By the way, even the reverse backlit is really, really nice to look at too.
And now that you know how to fold this tessellation, how about you try the Star Puff tessellation by Ralf Konrad or check out my playlist of further origami tessellations and fractals Finally, to enable you to fold many more tessellations, I've also got a playlist of tessellation basics explaining various twists and such on a triangle grid.

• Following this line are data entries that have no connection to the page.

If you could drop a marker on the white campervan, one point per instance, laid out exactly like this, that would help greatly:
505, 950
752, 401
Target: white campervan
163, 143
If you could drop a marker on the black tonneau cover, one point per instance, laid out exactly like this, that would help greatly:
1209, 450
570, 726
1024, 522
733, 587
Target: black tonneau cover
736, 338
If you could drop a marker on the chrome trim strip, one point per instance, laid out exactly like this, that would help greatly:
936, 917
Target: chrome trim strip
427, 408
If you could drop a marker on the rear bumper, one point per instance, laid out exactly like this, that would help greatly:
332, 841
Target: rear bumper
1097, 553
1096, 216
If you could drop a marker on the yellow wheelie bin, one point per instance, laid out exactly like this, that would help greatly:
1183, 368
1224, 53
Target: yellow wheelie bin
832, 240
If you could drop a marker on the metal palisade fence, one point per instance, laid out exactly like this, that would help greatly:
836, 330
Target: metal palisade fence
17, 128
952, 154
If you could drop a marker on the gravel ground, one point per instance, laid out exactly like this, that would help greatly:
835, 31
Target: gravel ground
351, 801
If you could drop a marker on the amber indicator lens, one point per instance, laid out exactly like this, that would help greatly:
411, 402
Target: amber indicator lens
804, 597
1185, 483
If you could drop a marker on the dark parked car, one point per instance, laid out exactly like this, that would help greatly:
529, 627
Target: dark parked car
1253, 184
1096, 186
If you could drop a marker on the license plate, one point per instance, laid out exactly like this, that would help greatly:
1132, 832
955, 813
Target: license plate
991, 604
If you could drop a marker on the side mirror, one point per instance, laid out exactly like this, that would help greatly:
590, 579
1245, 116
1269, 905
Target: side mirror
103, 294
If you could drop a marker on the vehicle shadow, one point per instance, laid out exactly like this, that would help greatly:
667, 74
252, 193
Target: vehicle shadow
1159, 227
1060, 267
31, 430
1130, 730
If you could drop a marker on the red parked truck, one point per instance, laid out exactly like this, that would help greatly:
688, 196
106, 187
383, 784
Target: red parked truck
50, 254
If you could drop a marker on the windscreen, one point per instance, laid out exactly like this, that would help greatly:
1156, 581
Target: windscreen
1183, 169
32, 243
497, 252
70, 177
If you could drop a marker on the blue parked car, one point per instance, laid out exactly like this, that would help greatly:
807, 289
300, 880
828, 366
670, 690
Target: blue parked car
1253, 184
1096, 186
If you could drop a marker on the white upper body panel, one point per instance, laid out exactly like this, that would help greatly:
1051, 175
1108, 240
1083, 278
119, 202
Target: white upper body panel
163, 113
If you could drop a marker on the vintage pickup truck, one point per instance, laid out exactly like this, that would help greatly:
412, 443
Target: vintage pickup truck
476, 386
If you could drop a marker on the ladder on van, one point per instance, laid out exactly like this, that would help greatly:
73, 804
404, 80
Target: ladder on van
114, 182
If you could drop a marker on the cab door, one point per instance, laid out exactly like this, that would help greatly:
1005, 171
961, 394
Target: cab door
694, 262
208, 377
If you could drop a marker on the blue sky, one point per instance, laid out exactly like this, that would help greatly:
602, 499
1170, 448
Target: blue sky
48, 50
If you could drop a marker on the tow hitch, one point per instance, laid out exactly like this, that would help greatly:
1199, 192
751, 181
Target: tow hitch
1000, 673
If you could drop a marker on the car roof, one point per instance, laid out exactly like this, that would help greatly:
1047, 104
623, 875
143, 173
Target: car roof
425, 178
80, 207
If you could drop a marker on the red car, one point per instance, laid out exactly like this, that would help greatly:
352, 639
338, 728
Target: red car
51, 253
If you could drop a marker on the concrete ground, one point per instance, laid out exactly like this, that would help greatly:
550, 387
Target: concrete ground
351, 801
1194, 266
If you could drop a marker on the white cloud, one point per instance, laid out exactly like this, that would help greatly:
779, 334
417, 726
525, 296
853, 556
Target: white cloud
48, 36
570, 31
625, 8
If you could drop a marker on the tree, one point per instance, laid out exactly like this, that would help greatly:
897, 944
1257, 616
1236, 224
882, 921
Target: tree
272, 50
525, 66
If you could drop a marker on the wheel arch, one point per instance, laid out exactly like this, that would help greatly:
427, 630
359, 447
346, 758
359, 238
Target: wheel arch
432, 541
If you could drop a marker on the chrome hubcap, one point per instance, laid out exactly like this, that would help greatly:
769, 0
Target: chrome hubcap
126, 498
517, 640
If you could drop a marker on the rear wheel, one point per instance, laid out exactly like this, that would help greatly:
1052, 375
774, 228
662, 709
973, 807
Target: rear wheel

Subscribe to my channel so you don't miss my next videos and finally, do check out my website happyfolding.
Com for more origami content.
And thanks so much for staying until the very end of the video So I thought I'd show you a tessellation I did that actually features 7 of these Celtic Circle molecules Yes, it takes a lot of time.
This is folded on a 96 division grid but doesn't it look absolutely fantastic? especially when backlit.
Also I will note that these circles I connected with more open-back triangle twists which you can see here and also that opening right there So if you're up for the challenge, I do have a crease pattern on my website for you to download to help you along, and if you do fold it definitely send me a picture to [email protected]
Com because I'd love to see your result And of course you can arrange these molecules in many different ways and combine them with other patterns For inspiration, Robin has a Flickr album showing some of his Celtic Circle projects such as a bookmark of a column of 3 molecules And of course, you can really fold whatever you like best So with that, happy folding, and happy tessellating!.